Two In(III) - pyridinecarboxylates ([In(Pic)2(NO3)(H2O)] (InPic; HPic = picolinic acid), [In(HDpic)(Dpic)(H2O)2]·5H2O (InDpic; H2Dpic = dipicolinic acid), have been synthesized by one-step procedure. The complexes composition was confirmed by physicochemical analyses and X-ray diffraction confirmed molecular structure of both complexes. Moreover, complex species speciation was described in both systems by potentiometry and 1H NMR spectroscopy and mononuclear complex species were determined; [In(Pic)]2+ (logß011 = 6.94(4)), [In(Pic)2]+ (logß021 = 11.98(9)), [In(Dpic)]+ (logß011 = 10.42(6)), [In(Dpic)2]- (logß021 = 17.58(7)) and [In(Dpic)2(OH)]2- (logß-121 = 10.18(6)). To confirm the complexes stability in 1 % DMSO, 1H NMR spectra were measured (immediately after dissolution up to 96 h). Antimicrobial and anticancer assays indicate a more significant sensitivity of S. aureus bacteria and MDA-MB-231 cancer cells to the InPic complex (IC50 = 25 and 340.7 µM) than to the InDpic (IC50 = 50 and 975.4 µM). The interaction and binding mechanism of picolinic/dipicolinic acid and their indium(III) complexes with HSA (human serum albumin) were studied using fluorescence and CD spectroscopy. The results confirmed that the studied compounds had bound successfully to HSA, and the binding parameters and constants (KSV, Kq, Kb) were calculated together with the number of binding sites. The binding forces were identified based on calculated thermodynamic parameters (ΔG, ΔH, ΔS). Synchronous spectra were used to study the microenvironment of Tyr and Trp residues and displacement assays revealed that site I was the preferred binding site. After binding, conformational changes were found to have occurred in the HSA molecule and the % α-helical content had decreased.

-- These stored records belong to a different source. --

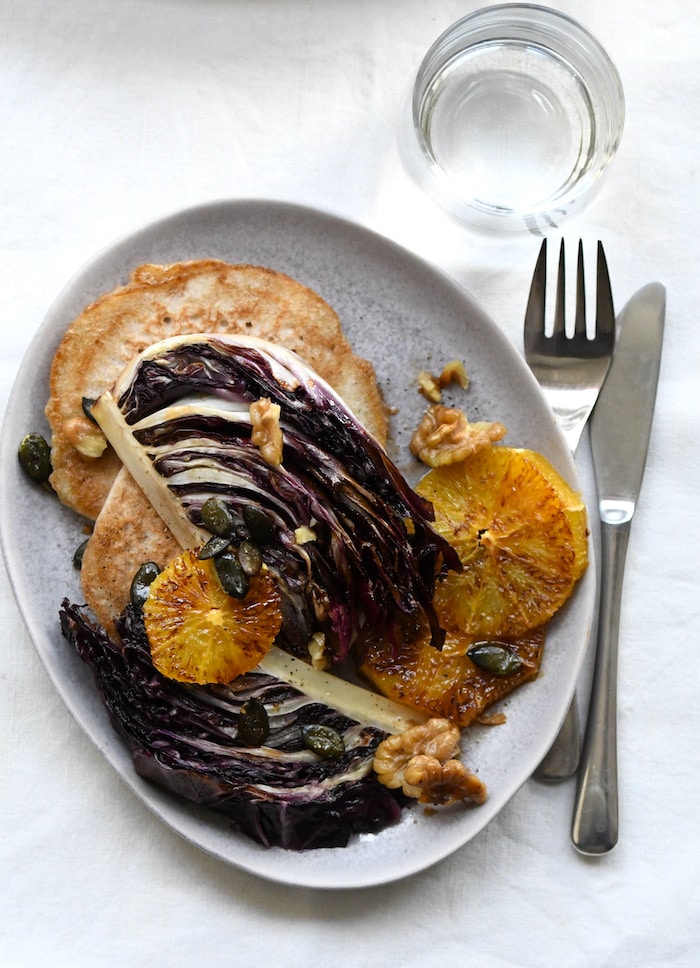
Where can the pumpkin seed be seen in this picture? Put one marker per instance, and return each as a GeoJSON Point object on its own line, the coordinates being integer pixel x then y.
{"type": "Point", "coordinates": [253, 723]}
{"type": "Point", "coordinates": [495, 658]}
{"type": "Point", "coordinates": [35, 457]}
{"type": "Point", "coordinates": [324, 741]}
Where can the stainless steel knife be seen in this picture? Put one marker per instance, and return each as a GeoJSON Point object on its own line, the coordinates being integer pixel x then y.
{"type": "Point", "coordinates": [620, 427]}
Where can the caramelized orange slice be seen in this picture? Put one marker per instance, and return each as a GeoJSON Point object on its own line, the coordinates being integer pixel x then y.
{"type": "Point", "coordinates": [521, 534]}
{"type": "Point", "coordinates": [198, 633]}
{"type": "Point", "coordinates": [446, 683]}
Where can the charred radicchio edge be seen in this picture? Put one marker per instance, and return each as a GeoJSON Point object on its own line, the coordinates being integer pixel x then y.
{"type": "Point", "coordinates": [184, 403]}
{"type": "Point", "coordinates": [184, 738]}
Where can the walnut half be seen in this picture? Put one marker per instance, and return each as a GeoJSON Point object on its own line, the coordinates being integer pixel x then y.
{"type": "Point", "coordinates": [267, 433]}
{"type": "Point", "coordinates": [445, 436]}
{"type": "Point", "coordinates": [422, 763]}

Influence of proline and hydroxyproline as antimicrobial and anticancer peptide components on the silver(I) ion activity: structural and biological evaluation with a new theoretical and experimental SAR approach.

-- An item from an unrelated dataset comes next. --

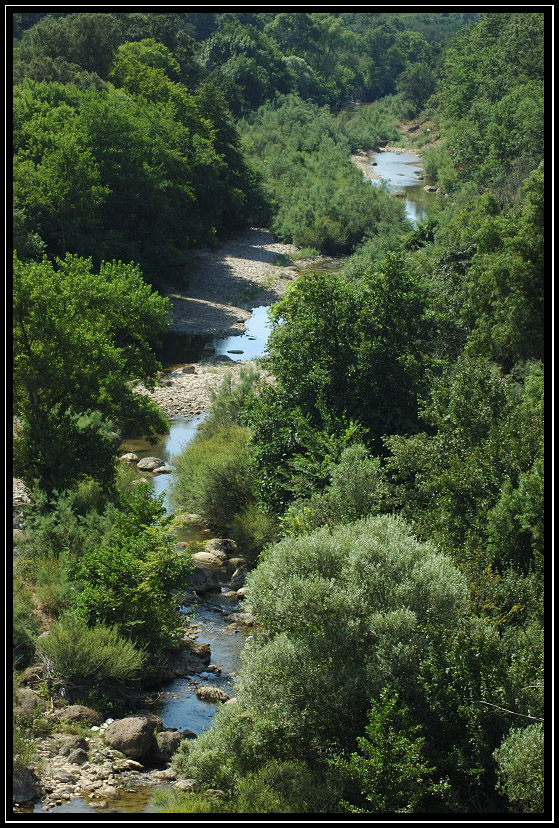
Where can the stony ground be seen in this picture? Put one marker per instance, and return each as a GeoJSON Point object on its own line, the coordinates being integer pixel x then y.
{"type": "Point", "coordinates": [247, 270]}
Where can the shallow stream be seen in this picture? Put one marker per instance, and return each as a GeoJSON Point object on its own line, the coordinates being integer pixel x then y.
{"type": "Point", "coordinates": [180, 708]}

Silver(I) complexes with proline and hydroxyproline were synthesized and structurally characterized and crystal structure analysis shows that the formulas of the compounds are {[Ag2(Pro)2(NO3)]NO3}n (AgPro) (Pro = L-proline) and {[Ag2(Hyp)2(NO3)]NO3}n (AgHyp) (Hyp = trans-4-hydroxy-L-proline). Both complexes crystallize in the monoclinic lattice with space group P21 with a carboxylate bidentate-bridging coordination mode of the organic ligands Pro and Hyp (with NH2+ and COO- groups in zwitterionic form). Both complexes have a distorted seesaw (C2v) geometry around one silver(I) ion with τ4 values of 58% (AgPro) and 51% (AgHyp). Moreover, the results of spectral and thermal analyses correlate with the structural ones. 1H and 13C NMR spectra confirm the complexes species' presence in the DMSO biological testing medium and their stability in the time range of the bioassays. In addition, molar conductivity measurements indicate complexes' behaviour like 1 : 1 electrolytes. Both complexes showed higher or the same antibacterial activity against Bacillus cereus, Pseudomonas aeruginosa and Staphylococcus aureus as AgNO3 (MIC = 0.063 mM) and higher than silver(I) sulfadiazine (AgSD) (MIC > 0.5 mM) against Pseudomonas aeruginosa. In addition, complex AgPro exerted a strong cytotoxic effect against the tested MDA-MB-231 and Jurkat cancer cell lines (IC50 values equal to 3.7 and 3.0 µM, respectively) compared with AgNO3 (IC50 = 6.1 (5.7) µM) and even significantly higher selectivity than cisplatin (cisPt) against MDA-MB-231 cancer cell lines (SI = 3.05 (AgPro); 1.16 (cisPt), SI - selectivity index). The binding constants and the number of binding sites (n) of AgPro and AgHyp complexes with bovine serum albumin (BSA) were determined at four different temperatures, and the zeta potential of BSA in the presence of silver(I) complexes was also measured. The in ovo method shows the safety of the topical and intravenous application of AgPro and AgHyp. Moreover, the complexes' bioavailability was verified by lipophilicity evaluation from the experimental and theoretical points of view.